Poultry: So I've decided to break the fourth wall.
Poultry: *looks at camera* Hi there. I use humor as a coping mechanism.

Poultry: Dearly Beloved, we are here today to remember Grain, taken from us in the prime of life; when they were crushed by a runaway semi, while sitting in the middle of the road.
Grain: Aww, you knew my favorite cause of death.

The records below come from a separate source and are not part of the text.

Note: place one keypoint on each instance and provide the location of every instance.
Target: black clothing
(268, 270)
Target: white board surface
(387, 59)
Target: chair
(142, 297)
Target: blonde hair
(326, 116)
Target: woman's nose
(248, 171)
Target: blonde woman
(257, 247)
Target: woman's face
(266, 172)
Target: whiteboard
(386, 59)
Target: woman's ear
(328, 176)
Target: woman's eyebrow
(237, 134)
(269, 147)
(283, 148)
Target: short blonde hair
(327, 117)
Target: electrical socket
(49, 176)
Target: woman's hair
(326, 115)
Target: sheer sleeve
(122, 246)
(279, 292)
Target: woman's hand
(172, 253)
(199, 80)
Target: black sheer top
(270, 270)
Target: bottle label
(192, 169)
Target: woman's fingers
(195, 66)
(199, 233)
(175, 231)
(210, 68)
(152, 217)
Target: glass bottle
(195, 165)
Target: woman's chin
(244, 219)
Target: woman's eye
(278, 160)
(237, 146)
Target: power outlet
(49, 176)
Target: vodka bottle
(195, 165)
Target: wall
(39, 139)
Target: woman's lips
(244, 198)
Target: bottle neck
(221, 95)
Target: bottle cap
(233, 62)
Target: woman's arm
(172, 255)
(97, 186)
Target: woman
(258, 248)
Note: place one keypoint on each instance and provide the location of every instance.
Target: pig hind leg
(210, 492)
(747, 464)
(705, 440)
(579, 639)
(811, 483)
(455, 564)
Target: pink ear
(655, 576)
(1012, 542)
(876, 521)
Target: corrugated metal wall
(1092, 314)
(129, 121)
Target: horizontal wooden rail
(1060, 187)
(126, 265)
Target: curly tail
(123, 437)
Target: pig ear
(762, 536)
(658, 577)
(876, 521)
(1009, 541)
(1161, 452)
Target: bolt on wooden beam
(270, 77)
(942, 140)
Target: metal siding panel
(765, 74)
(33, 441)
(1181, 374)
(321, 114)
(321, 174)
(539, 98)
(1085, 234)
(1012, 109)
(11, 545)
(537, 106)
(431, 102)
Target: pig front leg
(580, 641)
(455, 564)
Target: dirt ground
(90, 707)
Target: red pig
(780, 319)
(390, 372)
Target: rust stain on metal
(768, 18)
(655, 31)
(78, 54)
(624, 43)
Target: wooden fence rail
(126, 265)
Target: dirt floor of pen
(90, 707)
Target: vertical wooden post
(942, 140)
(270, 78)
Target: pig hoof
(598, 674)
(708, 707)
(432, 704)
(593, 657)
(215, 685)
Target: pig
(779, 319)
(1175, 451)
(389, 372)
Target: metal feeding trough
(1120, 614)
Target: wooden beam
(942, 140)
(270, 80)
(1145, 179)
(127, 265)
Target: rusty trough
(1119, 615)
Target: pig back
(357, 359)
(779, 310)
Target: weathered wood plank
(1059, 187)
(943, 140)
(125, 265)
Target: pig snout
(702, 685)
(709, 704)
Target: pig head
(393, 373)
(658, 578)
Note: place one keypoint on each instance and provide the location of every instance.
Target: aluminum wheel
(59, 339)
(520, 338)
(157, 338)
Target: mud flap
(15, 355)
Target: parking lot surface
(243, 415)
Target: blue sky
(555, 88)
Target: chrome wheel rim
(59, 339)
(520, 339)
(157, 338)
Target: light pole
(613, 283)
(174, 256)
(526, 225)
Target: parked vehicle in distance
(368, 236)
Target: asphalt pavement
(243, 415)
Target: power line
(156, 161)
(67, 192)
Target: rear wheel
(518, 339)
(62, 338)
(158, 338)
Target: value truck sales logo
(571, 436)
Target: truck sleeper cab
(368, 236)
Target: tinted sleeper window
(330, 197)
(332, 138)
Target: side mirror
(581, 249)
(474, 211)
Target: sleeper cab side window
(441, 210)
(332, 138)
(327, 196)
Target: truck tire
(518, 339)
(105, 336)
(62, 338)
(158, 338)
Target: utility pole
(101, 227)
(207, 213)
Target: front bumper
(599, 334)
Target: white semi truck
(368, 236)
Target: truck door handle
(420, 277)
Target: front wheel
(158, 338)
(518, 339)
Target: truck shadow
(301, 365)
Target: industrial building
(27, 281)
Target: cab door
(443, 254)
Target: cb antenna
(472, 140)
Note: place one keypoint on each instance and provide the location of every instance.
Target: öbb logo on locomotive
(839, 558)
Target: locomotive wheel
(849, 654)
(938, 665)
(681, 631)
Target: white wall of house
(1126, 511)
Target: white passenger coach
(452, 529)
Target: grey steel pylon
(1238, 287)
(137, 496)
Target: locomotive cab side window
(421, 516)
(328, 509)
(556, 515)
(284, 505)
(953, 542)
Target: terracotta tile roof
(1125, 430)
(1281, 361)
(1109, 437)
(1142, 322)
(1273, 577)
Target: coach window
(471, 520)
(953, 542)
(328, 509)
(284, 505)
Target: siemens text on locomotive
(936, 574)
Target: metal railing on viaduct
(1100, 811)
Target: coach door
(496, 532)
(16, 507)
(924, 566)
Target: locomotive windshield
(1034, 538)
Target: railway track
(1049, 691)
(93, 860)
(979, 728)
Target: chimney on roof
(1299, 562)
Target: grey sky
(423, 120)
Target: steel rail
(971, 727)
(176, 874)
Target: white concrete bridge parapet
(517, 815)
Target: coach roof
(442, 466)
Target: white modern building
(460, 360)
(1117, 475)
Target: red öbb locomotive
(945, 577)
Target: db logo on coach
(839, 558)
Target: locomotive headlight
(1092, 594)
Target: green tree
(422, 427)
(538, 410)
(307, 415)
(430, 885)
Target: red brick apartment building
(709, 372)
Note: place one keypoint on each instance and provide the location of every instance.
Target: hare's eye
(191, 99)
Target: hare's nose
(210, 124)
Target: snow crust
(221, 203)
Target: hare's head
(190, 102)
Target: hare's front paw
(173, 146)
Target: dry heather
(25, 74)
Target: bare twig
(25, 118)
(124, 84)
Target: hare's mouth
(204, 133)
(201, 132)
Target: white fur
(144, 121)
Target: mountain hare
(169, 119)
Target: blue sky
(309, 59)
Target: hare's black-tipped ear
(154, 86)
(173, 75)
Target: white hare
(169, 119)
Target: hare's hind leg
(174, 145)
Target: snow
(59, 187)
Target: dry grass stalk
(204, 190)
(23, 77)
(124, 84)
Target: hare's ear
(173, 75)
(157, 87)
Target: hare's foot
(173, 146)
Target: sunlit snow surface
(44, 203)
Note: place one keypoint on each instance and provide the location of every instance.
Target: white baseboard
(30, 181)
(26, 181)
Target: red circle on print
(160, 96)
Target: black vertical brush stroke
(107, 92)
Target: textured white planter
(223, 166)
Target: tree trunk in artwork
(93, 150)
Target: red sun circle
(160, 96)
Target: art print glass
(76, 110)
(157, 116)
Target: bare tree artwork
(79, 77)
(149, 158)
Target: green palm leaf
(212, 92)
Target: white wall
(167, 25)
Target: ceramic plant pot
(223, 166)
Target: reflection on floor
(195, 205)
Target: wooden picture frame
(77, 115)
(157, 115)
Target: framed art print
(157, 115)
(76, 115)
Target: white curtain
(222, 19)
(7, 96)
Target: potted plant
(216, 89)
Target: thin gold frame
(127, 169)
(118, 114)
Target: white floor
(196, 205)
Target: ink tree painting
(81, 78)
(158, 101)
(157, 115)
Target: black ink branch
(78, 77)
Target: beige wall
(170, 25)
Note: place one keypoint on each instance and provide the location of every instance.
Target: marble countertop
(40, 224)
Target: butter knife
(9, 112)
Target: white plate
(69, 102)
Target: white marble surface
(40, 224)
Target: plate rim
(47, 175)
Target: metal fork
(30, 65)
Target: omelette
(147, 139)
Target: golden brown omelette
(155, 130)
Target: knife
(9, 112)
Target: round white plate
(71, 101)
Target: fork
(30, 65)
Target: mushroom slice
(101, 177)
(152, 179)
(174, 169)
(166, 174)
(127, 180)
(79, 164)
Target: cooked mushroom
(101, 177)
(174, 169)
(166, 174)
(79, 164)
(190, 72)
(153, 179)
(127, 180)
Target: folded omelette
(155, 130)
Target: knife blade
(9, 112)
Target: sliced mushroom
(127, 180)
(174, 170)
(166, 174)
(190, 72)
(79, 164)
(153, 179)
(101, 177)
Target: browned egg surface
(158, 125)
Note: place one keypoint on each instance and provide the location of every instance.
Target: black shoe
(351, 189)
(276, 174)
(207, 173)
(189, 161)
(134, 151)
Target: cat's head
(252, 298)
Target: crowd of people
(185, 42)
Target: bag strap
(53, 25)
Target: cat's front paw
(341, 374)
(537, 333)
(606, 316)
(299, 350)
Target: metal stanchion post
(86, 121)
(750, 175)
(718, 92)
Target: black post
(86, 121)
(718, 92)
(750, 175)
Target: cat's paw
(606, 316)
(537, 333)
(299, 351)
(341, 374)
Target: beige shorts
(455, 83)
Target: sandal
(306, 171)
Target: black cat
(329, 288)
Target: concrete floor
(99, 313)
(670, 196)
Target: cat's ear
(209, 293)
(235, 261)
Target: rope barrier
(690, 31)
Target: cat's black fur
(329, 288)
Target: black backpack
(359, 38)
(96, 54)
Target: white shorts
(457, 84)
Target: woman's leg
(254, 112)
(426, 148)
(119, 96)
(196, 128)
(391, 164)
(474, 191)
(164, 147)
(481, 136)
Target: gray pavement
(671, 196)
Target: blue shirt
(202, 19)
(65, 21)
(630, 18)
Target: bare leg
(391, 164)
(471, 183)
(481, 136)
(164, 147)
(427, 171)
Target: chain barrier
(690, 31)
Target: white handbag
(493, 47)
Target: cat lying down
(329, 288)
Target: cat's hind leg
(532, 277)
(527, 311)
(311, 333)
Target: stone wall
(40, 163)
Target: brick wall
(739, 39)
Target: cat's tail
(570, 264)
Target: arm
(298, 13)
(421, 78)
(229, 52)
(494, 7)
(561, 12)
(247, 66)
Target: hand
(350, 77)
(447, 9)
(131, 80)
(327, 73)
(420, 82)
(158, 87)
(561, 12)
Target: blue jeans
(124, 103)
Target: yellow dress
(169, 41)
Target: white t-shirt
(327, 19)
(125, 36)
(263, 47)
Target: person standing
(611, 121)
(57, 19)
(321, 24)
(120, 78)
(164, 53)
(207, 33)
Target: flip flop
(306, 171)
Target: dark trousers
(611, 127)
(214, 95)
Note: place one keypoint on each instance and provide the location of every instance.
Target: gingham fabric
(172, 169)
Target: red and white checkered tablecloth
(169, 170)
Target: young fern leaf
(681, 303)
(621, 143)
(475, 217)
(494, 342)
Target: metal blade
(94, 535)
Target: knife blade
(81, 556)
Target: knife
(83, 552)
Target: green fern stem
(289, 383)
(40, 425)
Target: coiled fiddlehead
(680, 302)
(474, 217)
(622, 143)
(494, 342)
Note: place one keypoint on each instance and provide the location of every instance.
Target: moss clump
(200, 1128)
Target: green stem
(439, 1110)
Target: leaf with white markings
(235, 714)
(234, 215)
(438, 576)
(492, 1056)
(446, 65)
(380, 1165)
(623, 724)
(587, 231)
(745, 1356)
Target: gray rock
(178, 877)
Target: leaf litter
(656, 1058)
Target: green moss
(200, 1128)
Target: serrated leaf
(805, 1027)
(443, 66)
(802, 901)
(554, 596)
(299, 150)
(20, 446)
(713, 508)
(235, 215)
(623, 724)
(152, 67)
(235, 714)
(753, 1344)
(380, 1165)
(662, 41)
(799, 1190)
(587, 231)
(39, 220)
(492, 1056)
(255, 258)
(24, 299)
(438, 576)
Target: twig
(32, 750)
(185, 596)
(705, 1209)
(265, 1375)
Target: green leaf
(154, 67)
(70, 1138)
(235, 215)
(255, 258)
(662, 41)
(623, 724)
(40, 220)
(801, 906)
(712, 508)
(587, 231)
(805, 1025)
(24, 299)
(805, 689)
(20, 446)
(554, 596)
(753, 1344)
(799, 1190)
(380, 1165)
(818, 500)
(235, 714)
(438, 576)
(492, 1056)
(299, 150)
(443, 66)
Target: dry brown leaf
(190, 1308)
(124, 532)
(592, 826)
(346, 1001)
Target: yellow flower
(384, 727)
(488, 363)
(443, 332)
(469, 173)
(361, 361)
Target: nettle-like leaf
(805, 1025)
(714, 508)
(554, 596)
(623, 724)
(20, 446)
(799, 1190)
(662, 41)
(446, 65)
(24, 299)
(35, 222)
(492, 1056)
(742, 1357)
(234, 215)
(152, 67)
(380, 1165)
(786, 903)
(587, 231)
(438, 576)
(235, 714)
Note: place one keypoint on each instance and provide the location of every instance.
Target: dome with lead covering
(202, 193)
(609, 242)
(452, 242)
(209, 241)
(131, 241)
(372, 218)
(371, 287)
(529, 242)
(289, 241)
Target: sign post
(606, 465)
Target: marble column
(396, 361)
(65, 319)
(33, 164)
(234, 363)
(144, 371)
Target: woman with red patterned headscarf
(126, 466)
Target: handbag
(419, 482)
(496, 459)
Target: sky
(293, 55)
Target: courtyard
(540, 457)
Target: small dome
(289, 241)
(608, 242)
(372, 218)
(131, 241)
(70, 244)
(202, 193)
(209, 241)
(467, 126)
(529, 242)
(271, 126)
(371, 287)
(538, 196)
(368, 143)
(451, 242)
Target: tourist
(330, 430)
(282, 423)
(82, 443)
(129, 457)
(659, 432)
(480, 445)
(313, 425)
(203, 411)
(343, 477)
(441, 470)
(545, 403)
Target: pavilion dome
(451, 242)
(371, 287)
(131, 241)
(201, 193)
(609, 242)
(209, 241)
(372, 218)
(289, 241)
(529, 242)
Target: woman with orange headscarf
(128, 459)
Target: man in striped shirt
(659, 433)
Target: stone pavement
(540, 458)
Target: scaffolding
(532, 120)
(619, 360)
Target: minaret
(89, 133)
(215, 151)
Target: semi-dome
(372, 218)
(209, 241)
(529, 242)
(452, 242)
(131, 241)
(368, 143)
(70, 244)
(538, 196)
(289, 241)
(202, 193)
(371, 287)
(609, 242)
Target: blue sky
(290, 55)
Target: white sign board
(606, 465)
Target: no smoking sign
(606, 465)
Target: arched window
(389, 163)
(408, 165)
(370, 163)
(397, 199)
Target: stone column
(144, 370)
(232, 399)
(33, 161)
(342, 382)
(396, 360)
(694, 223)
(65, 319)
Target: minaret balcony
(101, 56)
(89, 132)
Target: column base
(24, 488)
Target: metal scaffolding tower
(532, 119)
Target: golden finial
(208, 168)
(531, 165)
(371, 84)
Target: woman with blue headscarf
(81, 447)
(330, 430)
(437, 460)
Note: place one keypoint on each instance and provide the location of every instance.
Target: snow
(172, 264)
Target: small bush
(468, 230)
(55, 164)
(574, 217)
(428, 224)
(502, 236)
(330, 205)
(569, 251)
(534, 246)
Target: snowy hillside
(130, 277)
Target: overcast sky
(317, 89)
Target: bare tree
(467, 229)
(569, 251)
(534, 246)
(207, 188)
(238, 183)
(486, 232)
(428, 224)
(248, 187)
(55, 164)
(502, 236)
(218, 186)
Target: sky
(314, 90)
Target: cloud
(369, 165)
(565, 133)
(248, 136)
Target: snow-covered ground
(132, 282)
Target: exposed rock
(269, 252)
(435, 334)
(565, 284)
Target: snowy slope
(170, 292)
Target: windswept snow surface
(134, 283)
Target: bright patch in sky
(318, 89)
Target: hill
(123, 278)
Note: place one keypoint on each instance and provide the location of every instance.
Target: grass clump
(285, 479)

Poultry: Okay, if we can't do it by sheer force, we'll do it my way.
Tango: But your way is sheer force!
Grain: LET'S DO IT!

Grain: Standing next to sunflowers always makes me feel weak like 'look at this f---ing flower. This flower is taller than I am. This flower is winning and I'm losing.'
Poultry: Wow, you are not ready to hear about trees.

Poultry: Y'know, I once knew a man who said to me: "When life gives you lemons, make lemonade." He also had a pair of sideburns that would cause even Jude Law's face to weep in forfeit. You put those lemons in a sack and beat your enemies with 'em! And maybe if you beat 'em hard enough the bag will split open and lemon juice will spray into their eyes, causing intense burning pains as you crush them into a citrus-y pulp!
Grain: Wait, wait, wait, wait. Their heads or the lemons?
Poultry: Whatever caves first!

Grain, holding a gun: If the conspiracies about life being a simulation are true WHO  EVER IS CONTROLLING MY SIM I JUST WANNA TALK.

Poultry: Guys it's a shooting star, let's make a wish!
Grain: I wish for good grades.
Impulse: Nerd.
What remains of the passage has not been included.